2011 papers never even clipped or saved

Next up in the pile-- some old NY times music reviews. I skip Stephen Holden’s take on Olivia Newton-John (“queen of toy music”[jan 82]) and Robert Palmer’s “Chic Discovers Life After Disco” [dec 81] but linger over John Rockwell’s riff on Kim Carnes, “Bette Davis Eyes” (“pop-single phenomenon of the year” [jul 81]). He compares her vocal style to Rod Stewart’s “frayed tenor” and also to Bonnie Tyler. Says Rockwell “That kind of voice, raspy, soulful and uncontrolled, triggers powerful emotions in people.”

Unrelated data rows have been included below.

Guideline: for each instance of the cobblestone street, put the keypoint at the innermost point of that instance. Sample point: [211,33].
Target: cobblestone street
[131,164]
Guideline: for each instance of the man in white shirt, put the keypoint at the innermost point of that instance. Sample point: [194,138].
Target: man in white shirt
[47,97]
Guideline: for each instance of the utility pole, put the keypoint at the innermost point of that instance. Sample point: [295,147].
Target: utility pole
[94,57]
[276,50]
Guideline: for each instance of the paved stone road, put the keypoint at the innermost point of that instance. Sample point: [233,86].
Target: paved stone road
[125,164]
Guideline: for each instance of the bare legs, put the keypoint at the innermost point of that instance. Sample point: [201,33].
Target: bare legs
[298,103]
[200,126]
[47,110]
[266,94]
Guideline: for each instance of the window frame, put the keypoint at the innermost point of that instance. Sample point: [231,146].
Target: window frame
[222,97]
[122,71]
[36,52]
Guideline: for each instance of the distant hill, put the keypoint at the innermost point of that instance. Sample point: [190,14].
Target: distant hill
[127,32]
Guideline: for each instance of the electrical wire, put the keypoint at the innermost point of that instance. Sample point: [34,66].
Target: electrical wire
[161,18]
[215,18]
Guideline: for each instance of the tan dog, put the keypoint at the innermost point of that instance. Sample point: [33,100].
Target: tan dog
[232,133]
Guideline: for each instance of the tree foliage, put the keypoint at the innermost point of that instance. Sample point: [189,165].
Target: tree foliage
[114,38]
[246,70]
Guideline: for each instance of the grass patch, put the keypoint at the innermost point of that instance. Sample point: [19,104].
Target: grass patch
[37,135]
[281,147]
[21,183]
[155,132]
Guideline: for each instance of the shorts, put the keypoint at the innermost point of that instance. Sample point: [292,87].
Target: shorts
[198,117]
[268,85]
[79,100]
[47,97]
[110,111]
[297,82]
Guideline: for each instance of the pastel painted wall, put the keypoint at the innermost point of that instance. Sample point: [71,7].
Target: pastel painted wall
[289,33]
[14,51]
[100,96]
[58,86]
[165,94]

Almost seven years later, June 1987, Jon Pareles, in a Times article, “Of Rasps, Yowls and Din (just guessing "Din" is last word, last word is cut off, just a "Di" showing)” says irritants are essential esthetics “extending the vocabulary of brass snorts and saxophone squeals... courting anarchy with increasingly open structures and far-reaching improvisations.” Cool take. And, asserts Pareles, an irritant could have commercial value by making a product more distinctive. Y'know-- the squeaky wheel gets the juice!? In early rock, “the ability to irritate became an asset, those who considered it raucous might as well keep on listening to Bing Crosby.”

Okay, enough of the Times, next in the pile, a San Francisco Chronicle, Datebook and/or Pink Section from March, 2004. Not sure at all why this is in a save-pile.

Here’s a question: what do JFK’s predator, Shaggy Tibetan, and Verdi’s slave girl, have in common? Answer. They’re part of a crossword puzzle compiled by Donna J. Stone on p. 73, of the Frisco Datebook. They are, in fact, 24, 28 and 29 Across.

And, y'know, after thinkin' about it-- pretty sure that I musta caught the Hiss gig and that the notes were made by my second wife. Nice lady.

I slip the program into the save pile.